JL: Tell me about the day you were invited to dinner at the White House.

KF: We just did a Dutch documentary that's coming out called ‘Proud to be an Asshole from El Paso', in which they interviewed Clinton about me and my books, and he read some passages from the books. And he recounted the time I went to the White House for dinner and how I gave him a Cuban cigar. And he said, ‘Uh, you know, that's illegal in this country'. And there were a lot of people around and all that, and he said, ‘You can't do that here.' And I said, ‘Just remember, Mr President, don't think of it as supporting their economy, think of it as burning their fields.' I'm going to see President Bush in the first week of October, and do a reading for him. We're Pen-Pals now.

JL: Does George smoke?

KF: George does smoke – he smokes cigars. I don't know if he smokes Cubans, or not. We'll find out what he smokes. I've never smoke with him really – but I guess I will. I'm a friend of friend of Presidents. I belong to a very small group - including Bernard Beruch, Jesse Jackson and Billy Graham. None of them is in very good shape at the moment, I think. I guess it goes with the territory.

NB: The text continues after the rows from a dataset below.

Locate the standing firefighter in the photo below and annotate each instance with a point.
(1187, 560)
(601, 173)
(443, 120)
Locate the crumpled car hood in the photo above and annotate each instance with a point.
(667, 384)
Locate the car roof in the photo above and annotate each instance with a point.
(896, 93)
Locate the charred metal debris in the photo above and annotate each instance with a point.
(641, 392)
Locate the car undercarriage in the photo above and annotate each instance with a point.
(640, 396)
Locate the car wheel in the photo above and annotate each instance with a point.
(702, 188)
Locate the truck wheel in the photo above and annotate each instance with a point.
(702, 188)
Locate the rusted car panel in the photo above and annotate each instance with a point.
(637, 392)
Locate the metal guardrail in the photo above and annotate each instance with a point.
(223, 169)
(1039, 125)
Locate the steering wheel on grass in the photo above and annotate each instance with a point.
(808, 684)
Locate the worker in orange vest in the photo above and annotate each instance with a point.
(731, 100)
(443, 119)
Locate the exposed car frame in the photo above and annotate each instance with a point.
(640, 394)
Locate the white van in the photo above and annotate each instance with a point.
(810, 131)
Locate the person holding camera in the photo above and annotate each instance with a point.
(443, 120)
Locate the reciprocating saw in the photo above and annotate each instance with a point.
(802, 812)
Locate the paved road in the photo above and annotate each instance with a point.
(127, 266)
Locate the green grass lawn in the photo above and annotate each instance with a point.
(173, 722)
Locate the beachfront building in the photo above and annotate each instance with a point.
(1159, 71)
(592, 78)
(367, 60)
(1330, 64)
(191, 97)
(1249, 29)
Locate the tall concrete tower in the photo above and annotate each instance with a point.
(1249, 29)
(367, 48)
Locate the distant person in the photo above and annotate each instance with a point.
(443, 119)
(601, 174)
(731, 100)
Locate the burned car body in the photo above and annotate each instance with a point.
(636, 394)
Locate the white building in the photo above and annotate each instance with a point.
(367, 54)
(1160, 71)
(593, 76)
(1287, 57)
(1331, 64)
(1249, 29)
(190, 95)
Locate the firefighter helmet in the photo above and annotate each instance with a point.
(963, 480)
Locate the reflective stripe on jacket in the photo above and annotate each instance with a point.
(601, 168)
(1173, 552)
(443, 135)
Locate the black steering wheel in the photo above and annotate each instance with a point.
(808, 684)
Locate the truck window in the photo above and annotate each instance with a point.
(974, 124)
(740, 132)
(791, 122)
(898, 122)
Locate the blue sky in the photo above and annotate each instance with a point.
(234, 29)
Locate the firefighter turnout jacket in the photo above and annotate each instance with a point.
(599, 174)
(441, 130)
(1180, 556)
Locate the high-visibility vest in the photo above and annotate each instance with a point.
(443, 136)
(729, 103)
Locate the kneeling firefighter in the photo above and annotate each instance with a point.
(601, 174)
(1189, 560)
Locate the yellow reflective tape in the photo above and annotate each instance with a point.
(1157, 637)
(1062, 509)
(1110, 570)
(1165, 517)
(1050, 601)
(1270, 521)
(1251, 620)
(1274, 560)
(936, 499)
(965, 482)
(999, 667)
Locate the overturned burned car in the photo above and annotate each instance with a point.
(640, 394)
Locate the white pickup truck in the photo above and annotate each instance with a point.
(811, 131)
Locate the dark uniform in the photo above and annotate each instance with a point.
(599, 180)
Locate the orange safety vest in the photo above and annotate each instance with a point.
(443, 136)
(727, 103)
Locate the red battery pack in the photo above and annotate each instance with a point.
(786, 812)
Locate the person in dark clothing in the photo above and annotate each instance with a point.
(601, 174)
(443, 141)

JL: You're working on a book with your pal Willie Nelson. Does Willie Nelson still smoke, or has he packed it in?

KF: Willie still smokes an occasional cigar. He still smokes enough dope, it's just incredible… I was on the bus with him last week and I was standing back to back with this very attractive young woman, and I told him, ‘I'm not sure which of us is taller, but her ass is six inches higher than mine.' To which Willie responded, ‘My ass is higher than both of your asses.' At any rate, yes, Willie definitely smokes enough marihuana to choke an iguana.

JL: Are you ever gonna write a book when nobody smokes in it?

KF: No. Well, it could happen. I'm working on a non-Kinky novel right now and I'm almost done with it, about three people who are trying to blow up Starbucks in New York. I have two books coming out this fall: ‘Stepping on a Rainbow', which is a mystery, with Simon & Schuster, and then, in October, HarperCollins is coming out with ‘Kinky Friedman's Guide to Texas Etiquette', or ‘How to Get to Heaven or Hell without going through Dallas, Fort Worth.' It's the cigars that wrote these books. It's the cigar writing – that's what I blame.